Model for the role of SadC in modulating biofilm formation, swarming motility, and related phenotypes. A diagram of the putative roles of SadC and other factors in this pathway involved in the inverse regulation of biofilm formation and swarming motility. SadC, presumably upon receipt of the proper environmental signals (such as nutritional cues or contact with an appropriate surface), transmits this information to the cytoplasm by modulating the production of c-di-GMP. This signal can be further regulated by the activity of the BifA protein, a c-di-GMP phosphodiesterase. We hypothesize that the status of this c-di-GMP pool, which may also be impacted by the action of additional DGCs, acts as a signal to the downstream constituents of this pathway.

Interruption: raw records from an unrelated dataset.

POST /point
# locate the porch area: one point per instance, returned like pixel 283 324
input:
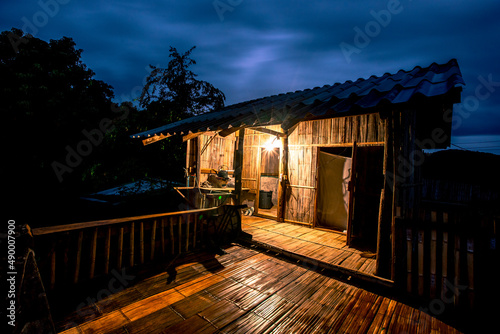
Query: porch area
pixel 325 249
pixel 246 290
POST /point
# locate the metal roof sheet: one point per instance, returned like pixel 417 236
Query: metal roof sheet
pixel 329 100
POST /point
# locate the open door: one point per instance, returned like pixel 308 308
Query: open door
pixel 334 174
pixel 267 197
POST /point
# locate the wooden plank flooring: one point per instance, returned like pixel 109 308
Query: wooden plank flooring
pixel 324 246
pixel 246 291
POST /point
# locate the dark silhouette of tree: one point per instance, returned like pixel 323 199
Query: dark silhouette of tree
pixel 48 98
pixel 177 88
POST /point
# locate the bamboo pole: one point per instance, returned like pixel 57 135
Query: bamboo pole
pixel 107 244
pixel 120 248
pixel 162 236
pixel 420 262
pixel 409 252
pixel 131 254
pixel 93 248
pixel 444 266
pixel 194 229
pixel 470 270
pixel 78 256
pixel 53 266
pixel 238 165
pixel 188 218
pixel 172 245
pixel 180 234
pixel 433 263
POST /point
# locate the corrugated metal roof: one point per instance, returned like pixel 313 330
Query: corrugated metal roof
pixel 327 101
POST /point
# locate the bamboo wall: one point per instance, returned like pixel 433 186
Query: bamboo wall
pixel 302 159
pixel 253 143
pixel 302 144
pixel 219 152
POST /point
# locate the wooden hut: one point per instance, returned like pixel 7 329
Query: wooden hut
pixel 344 157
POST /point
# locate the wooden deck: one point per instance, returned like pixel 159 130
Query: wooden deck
pixel 328 248
pixel 245 291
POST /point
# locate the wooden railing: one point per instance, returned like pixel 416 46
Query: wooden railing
pixel 69 254
pixel 446 257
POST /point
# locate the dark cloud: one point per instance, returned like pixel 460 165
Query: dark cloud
pixel 254 49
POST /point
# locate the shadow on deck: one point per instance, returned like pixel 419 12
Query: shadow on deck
pixel 319 248
pixel 245 291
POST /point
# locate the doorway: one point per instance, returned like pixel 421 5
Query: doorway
pixel 368 182
pixel 267 196
pixel 334 174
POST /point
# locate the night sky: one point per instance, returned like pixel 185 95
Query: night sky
pixel 252 49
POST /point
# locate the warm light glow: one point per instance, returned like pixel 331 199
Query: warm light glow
pixel 272 143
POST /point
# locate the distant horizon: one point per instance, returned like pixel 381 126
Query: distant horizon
pixel 252 50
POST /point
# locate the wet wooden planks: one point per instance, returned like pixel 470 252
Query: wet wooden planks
pixel 320 245
pixel 258 293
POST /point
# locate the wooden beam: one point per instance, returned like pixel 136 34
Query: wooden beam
pixel 283 180
pixel 97 223
pixel 93 249
pixel 227 132
pixel 385 205
pixel 190 136
pixel 154 139
pixel 238 165
pixel 153 240
pixel 396 119
pixel 270 132
pixel 78 256
pixel 107 246
pixel 352 189
pixel 120 248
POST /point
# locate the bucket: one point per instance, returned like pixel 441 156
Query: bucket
pixel 265 199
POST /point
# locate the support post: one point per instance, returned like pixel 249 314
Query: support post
pixel 238 165
pixel 385 208
pixel 283 178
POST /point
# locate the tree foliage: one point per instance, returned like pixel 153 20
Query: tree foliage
pixel 177 88
pixel 65 137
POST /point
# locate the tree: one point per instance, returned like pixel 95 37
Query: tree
pixel 169 95
pixel 49 97
pixel 177 88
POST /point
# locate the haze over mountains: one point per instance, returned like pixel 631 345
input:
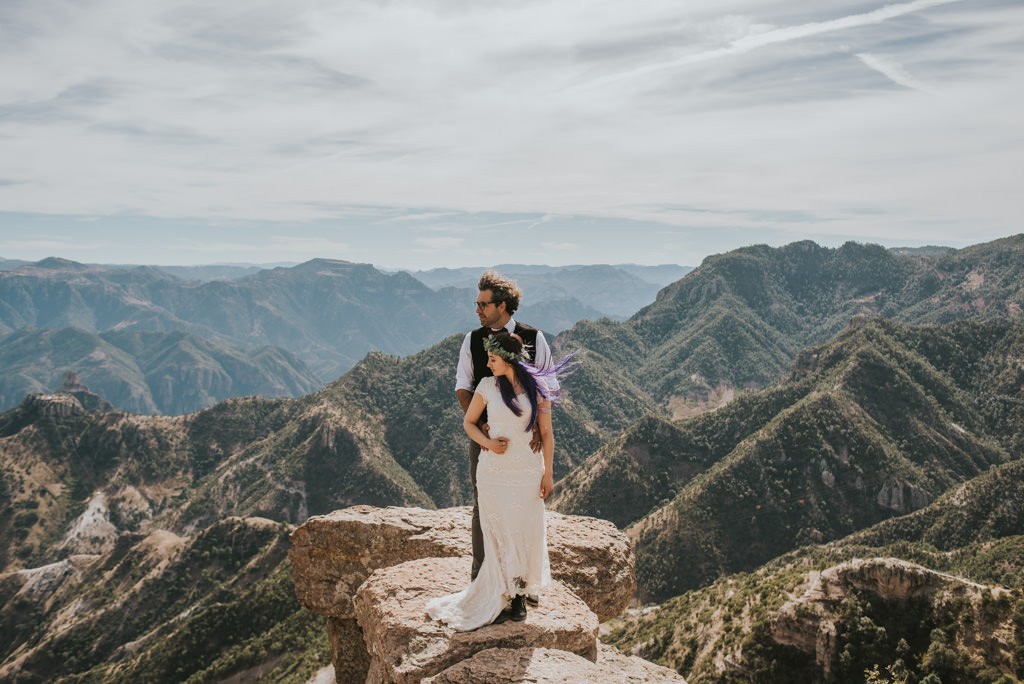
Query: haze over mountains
pixel 869 404
pixel 152 341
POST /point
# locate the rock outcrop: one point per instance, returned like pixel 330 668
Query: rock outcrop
pixel 811 621
pixel 372 570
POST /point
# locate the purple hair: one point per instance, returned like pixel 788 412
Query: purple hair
pixel 529 377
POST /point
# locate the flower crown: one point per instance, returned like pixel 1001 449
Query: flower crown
pixel 491 345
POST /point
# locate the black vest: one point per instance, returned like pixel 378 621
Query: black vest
pixel 480 370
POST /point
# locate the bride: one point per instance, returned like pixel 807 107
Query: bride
pixel 513 481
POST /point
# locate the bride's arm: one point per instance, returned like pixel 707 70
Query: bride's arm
pixel 476 405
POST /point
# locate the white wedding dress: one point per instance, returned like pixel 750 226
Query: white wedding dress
pixel 515 545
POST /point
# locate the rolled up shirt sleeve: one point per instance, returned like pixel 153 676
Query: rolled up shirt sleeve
pixel 543 360
pixel 464 371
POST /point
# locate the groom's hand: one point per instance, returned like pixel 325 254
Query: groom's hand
pixel 536 442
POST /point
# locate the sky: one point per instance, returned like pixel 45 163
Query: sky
pixel 445 133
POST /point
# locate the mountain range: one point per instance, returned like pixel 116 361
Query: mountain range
pixel 769 419
pixel 137 334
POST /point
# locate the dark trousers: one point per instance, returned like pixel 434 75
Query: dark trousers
pixel 474 458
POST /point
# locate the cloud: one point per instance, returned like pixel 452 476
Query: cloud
pixel 456 116
pixel 892 71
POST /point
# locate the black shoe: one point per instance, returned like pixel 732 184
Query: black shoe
pixel 518 609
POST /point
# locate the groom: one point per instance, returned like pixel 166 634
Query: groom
pixel 497 300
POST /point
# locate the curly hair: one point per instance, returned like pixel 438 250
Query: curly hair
pixel 502 290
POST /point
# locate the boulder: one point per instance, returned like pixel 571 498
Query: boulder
pixel 332 555
pixel 406 645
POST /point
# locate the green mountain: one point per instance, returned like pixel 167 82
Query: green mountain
pixel 871 425
pixel 879 422
pixel 148 373
pixel 329 313
pixel 737 321
pixel 953 608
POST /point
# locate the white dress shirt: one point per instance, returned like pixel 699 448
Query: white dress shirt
pixel 541 357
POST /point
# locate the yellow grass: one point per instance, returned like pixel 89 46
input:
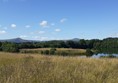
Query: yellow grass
pixel 30 68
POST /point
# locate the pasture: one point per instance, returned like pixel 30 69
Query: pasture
pixel 35 68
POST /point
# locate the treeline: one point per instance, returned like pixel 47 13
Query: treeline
pixel 108 45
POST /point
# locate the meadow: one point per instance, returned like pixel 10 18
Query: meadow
pixel 35 68
pixel 59 51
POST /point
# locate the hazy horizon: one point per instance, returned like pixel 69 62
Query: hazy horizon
pixel 58 19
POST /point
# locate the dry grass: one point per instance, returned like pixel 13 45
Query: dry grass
pixel 25 68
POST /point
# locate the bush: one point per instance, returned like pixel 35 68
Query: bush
pixel 89 53
pixel 10 47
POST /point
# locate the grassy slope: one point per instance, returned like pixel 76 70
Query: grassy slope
pixel 28 68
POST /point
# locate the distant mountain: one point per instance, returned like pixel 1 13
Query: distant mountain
pixel 16 40
pixel 19 40
pixel 76 39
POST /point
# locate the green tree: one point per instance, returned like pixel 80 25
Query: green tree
pixel 10 47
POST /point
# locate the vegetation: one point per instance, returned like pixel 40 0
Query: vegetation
pixel 55 51
pixel 108 45
pixel 25 68
pixel 89 53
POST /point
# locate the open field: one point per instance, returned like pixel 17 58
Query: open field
pixel 59 51
pixel 34 68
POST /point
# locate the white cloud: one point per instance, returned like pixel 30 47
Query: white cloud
pixel 41 32
pixel 52 24
pixel 40 38
pixel 57 30
pixel 44 23
pixel 5 28
pixel 63 20
pixel 13 25
pixel 27 26
pixel 2 32
pixel 23 36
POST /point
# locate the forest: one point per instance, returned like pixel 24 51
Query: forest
pixel 107 45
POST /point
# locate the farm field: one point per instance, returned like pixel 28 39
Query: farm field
pixel 35 68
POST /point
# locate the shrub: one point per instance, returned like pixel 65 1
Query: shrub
pixel 52 51
pixel 89 53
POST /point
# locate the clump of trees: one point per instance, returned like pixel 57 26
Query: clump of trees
pixel 9 47
pixel 108 45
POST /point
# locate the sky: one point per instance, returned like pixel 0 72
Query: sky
pixel 58 19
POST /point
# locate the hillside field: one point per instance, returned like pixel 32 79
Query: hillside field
pixel 35 68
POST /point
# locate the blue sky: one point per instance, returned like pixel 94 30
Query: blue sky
pixel 58 19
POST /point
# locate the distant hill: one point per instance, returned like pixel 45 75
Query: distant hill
pixel 76 39
pixel 20 40
pixel 16 40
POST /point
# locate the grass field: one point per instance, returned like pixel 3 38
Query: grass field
pixel 69 51
pixel 34 68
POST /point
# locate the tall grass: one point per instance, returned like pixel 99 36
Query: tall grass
pixel 25 68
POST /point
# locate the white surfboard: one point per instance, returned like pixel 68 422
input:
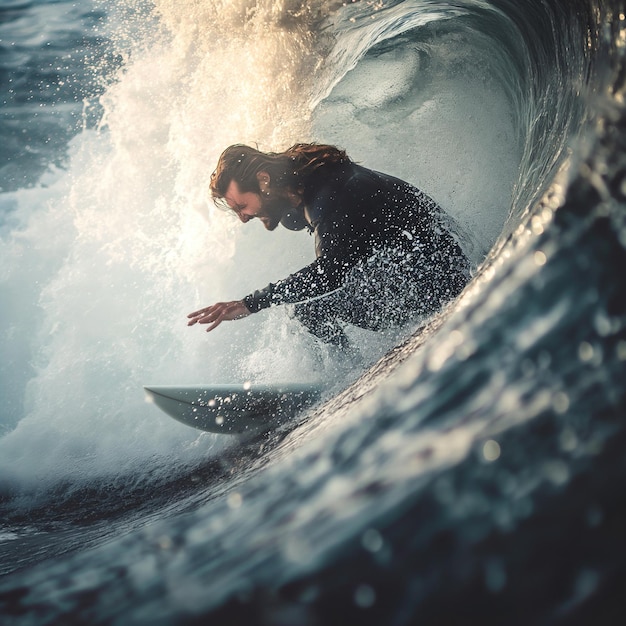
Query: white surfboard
pixel 233 409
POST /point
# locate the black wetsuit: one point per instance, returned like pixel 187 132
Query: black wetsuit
pixel 358 215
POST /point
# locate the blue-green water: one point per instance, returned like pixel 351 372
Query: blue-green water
pixel 470 476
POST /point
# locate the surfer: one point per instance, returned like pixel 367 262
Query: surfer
pixel 385 251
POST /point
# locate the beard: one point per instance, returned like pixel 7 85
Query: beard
pixel 273 208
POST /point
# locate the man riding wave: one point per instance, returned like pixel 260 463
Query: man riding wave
pixel 385 251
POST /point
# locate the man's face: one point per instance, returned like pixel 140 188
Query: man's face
pixel 267 208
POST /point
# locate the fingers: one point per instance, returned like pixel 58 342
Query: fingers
pixel 215 314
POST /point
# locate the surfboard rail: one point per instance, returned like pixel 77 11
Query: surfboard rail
pixel 233 408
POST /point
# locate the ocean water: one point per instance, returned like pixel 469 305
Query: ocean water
pixel 468 471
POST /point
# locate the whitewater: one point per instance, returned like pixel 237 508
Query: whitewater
pixel 472 460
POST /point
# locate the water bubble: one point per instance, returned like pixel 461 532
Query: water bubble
pixel 234 500
pixel 364 596
pixel 495 575
pixel 556 472
pixel 560 402
pixel 585 351
pixel 540 258
pixel 568 440
pixel 372 540
pixel 491 450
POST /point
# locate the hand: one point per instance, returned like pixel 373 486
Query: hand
pixel 215 314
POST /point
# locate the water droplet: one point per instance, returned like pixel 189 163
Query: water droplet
pixel 585 351
pixel 234 500
pixel 560 402
pixel 364 596
pixel 372 540
pixel 491 450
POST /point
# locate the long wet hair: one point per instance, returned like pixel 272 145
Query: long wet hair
pixel 287 169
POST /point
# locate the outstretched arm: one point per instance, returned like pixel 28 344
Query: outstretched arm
pixel 215 314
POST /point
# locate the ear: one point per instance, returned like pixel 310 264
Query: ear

SadB is predicted to play a role in the transmission of this signal to the Pel machinery and components of the CheIV chemotaxis-like cluster. We propose that when there are relatively high c-di-GMP levels, biofilm formation is promoted at the expense of swarming motility. This is consistent with the observed increase in EPS production and decrease in swarming motility. Based on its previously reported function as an allosteric effector of EPS production, we suggest a similar role for c-di-GMP-based regulation of Pel production. If the c-di-GMP pool is low, this state is associated with decreased biofilm formation and increased swarming motility. In the case of modulating flagellar function, PilJ or potentially other components of the Che IV chemotaxis cluster may be involved. How c-di-GMP communicates with the CheIV cluster is not known, but it may parallel regulation of the pel locus.